Gejolak politik di Aljazair saat ini terus menjadi perhatian media, pejabat, dan pengamat internasional. Aljazair dengan penduduk 42 juta jiwa adalah negara Arab terbesar kedua di Afrika Utara setelah Mesir. Aljazair berbatasan langsung dengan enam negara, yaitu Maroko di barat, Mauritania di barat daya, Tunisia di timur, Libya di timur dan tenggara, serta Mali dan Niger di selatan. Apa pun gejolak yang terjadi di Aljazair akan berdampak atas negara-negara tetangganya tersebut dan bahkan di seluruh Afrika Utara.
Apalagi, Aljazair, persisnya Aljazair selatan yang berbatasan dengan Mali dan Niger, dikenal sebagai basis Tazim Al Qaeda sayap Maghrib Islam (AQIM). Ambruknya negara Aljazair akan menjadi lahan subur baru bagi AQIM dan bahkan Kelompok Negara Islam di Irak dan Suriah (NIIS) yang saat ini sedang terjepit di Irak dan Suriah.
Karena itu, banyak negara sangat berharap, gejolak politik Aljazair tetap bisa terkendali. Gejolak politik Aljazair itu dimulai sejak Presiden Abdelaziz Bouteflika pada 10 Februari lalu mengumumkan akan mencalonkan lagi untuk periode kelima pada pemilu presiden 18 April 2019.
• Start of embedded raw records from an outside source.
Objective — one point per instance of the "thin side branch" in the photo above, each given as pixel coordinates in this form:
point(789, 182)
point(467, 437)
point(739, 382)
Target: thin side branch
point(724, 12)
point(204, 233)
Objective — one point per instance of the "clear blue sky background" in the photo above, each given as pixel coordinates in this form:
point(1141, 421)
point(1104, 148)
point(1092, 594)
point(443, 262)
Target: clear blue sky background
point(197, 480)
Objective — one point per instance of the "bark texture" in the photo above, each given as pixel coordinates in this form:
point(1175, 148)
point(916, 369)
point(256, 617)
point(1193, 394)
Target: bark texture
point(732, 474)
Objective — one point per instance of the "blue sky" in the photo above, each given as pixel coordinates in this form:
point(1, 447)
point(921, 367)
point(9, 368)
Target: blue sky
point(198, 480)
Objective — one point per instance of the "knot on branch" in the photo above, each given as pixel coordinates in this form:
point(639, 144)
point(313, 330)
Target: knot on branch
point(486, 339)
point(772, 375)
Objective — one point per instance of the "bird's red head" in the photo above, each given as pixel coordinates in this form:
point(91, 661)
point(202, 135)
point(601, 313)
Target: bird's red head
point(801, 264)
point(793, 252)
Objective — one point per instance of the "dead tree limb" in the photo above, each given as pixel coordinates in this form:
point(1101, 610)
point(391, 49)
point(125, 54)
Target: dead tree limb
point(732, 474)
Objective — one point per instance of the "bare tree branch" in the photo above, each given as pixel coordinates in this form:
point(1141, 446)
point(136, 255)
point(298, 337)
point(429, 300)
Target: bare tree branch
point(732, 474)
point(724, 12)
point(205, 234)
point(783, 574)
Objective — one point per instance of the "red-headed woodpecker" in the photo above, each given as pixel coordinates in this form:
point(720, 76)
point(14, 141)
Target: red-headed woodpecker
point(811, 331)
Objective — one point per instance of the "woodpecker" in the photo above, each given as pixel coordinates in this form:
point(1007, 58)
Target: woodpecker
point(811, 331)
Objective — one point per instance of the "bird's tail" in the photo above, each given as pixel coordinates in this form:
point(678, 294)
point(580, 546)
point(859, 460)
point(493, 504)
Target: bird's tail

Berbagai komponen masyarakat mulai turun ke jalan menolak pencalonan kembali Bouteflika itu dengan dalih usia Bouteflika sudah uzur mencapai 82 tahun dan kesehatannya tidak memungkinkan pula. Bouteflika mengalami stroke akut pada tahun 2013 dan juga telah divonis menderita kanker. Sampai saat ini, Bouteflika masih berbaring di rumah sakit Universitas Swiss di Swiss untuk terapi penyakitnya tersebut.
Pertanyaan publik, mengapa Bouteflika dengan kondisi yang uzur itu tetap dipaksakan menjadi presiden lagi? Siapa mereka yang di balik pemaksaan tersebut?
Dalang dan wayang
Pertanyaan publik, mengapa Bouteflika dengan kondisi yang uzur itu tetap dipaksakan menjadi presiden lagi? Siapa mereka yang di balik pemaksaan tersebut?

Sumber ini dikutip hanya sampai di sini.